Data Processing Delay

Minor Resolved View vendor source →

Skylight experienced a minor incident on May 28, 2019 affecting Application, lasting 6h 28m. The incident has been resolved; the full update timeline is below.

Started
May 28, 2019, 08:04 PM UTC
Resolved
May 29, 2019, 02:33 AM UTC
Duration
6h 28m
Detected by Pingoru
May 28, 2019, 08:04 PM UTC

Affected components

Application

Update timeline

  1. identified May 28, 2019, 08:04 PM UTC

    One of our data processing worker is experiencing high load. We are working on provisioning additional resources. In the meantime, around 20% of customer apps may experience up to an hour of data processing delay.
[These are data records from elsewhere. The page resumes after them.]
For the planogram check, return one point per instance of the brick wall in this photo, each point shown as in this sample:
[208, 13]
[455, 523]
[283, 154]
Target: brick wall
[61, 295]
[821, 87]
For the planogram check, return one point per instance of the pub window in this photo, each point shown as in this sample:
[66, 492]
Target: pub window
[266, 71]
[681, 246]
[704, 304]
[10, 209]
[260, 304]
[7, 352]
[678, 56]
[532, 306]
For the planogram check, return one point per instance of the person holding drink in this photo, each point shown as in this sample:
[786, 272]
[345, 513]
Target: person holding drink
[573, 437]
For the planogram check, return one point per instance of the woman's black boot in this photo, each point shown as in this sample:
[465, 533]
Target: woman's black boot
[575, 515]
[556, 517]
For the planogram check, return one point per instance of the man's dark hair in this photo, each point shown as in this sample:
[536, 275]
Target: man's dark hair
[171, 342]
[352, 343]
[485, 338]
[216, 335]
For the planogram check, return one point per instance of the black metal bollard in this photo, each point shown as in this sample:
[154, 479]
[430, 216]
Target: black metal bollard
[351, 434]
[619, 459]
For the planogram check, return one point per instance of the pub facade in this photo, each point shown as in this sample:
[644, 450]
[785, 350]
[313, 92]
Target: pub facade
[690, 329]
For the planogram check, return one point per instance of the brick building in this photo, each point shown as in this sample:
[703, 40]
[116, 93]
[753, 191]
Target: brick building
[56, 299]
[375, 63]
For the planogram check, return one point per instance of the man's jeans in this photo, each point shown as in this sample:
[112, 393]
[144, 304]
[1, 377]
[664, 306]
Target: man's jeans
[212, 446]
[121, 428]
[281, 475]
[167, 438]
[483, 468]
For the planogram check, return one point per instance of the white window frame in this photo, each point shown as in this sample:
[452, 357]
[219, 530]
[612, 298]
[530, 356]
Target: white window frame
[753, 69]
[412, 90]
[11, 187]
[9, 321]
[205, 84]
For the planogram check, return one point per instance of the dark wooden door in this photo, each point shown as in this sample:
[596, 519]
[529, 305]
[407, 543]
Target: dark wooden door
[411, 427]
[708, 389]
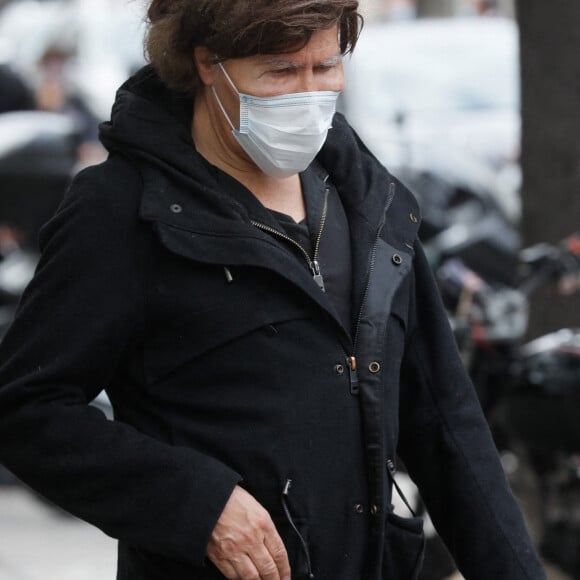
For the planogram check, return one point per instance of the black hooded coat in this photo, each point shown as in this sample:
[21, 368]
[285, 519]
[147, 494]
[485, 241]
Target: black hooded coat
[225, 365]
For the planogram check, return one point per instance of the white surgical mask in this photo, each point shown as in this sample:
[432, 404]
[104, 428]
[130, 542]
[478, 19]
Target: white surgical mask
[282, 134]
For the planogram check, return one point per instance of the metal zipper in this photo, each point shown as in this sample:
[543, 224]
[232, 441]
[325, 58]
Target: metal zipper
[313, 263]
[351, 360]
[288, 514]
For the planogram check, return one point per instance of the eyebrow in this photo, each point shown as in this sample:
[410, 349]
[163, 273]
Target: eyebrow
[281, 63]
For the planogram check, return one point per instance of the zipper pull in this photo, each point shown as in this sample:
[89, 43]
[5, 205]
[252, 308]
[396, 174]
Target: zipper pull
[315, 268]
[354, 385]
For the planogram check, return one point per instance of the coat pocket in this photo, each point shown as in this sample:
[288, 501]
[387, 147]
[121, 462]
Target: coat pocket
[295, 538]
[404, 547]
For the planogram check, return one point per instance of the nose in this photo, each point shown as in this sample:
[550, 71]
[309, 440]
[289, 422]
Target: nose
[308, 82]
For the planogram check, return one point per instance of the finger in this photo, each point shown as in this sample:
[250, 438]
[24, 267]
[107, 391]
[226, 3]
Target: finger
[265, 564]
[227, 570]
[244, 569]
[277, 551]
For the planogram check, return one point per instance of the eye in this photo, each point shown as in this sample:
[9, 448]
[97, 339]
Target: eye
[281, 71]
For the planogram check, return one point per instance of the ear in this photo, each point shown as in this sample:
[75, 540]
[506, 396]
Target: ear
[205, 66]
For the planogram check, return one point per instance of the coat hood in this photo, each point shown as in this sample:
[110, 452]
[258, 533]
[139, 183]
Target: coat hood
[153, 123]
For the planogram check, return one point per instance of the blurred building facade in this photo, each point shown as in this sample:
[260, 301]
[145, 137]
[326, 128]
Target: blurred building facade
[405, 9]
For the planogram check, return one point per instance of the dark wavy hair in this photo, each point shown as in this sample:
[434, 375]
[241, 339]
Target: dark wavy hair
[239, 28]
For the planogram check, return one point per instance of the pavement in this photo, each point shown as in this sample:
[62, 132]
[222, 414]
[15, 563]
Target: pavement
[38, 542]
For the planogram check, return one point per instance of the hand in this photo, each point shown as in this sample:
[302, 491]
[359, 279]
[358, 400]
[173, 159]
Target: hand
[245, 544]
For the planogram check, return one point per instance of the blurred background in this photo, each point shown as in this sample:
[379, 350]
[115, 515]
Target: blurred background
[474, 104]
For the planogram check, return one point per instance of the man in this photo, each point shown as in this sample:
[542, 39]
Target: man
[247, 285]
[14, 94]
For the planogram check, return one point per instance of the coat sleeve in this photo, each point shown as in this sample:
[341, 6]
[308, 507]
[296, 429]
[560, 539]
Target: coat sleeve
[447, 447]
[83, 311]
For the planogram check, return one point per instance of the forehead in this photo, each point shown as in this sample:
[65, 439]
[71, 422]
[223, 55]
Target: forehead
[322, 46]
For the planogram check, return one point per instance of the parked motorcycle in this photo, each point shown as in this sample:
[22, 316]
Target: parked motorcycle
[530, 392]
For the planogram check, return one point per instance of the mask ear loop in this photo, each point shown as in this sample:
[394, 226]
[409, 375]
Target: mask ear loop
[220, 104]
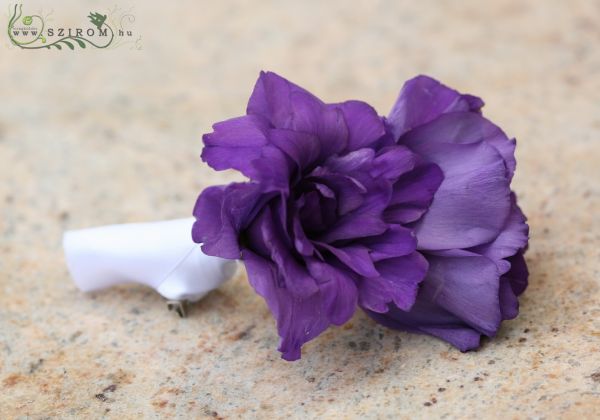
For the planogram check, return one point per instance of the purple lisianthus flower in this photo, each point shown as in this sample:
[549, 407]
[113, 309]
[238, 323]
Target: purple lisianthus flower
[409, 217]
[322, 223]
[473, 234]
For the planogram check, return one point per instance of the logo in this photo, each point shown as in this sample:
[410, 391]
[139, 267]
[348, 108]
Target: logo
[101, 30]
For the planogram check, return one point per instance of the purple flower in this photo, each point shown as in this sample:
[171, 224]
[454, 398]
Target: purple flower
[409, 217]
[322, 223]
[474, 234]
  2. identified May 28, 2019, 09:08 PM UTC

    We are suspending data processing on the affected worker in preparation of deploying the upgraded infrastructure.

  3. monitoring May 28, 2019, 09:21 PM UTC

    We have deployed the upgraded infrastructure. Data processing should gradually catch up over the next few hours for the affected customer apps (~20%). We apologize for the inconvenience.

  4. identified May 29, 2019, 12:23 AM UTC

    Data processing for most customer apps has resumed to normal as of 16:00 Pacific Time. Unfortunately, one of the new workers (affecting around 10% of customer apps) is still having issues. We are taking further actions to address the underlying issue.

  5. monitoring May 29, 2019, 01:01 AM UTC

    The remaining worker has resumed processing data. We will be monitoring its progress.

  6. resolved May 29, 2019, 02:33 AM UTC

    The remaining worker has finished processing the backlog as of 19:16 Pacific Time.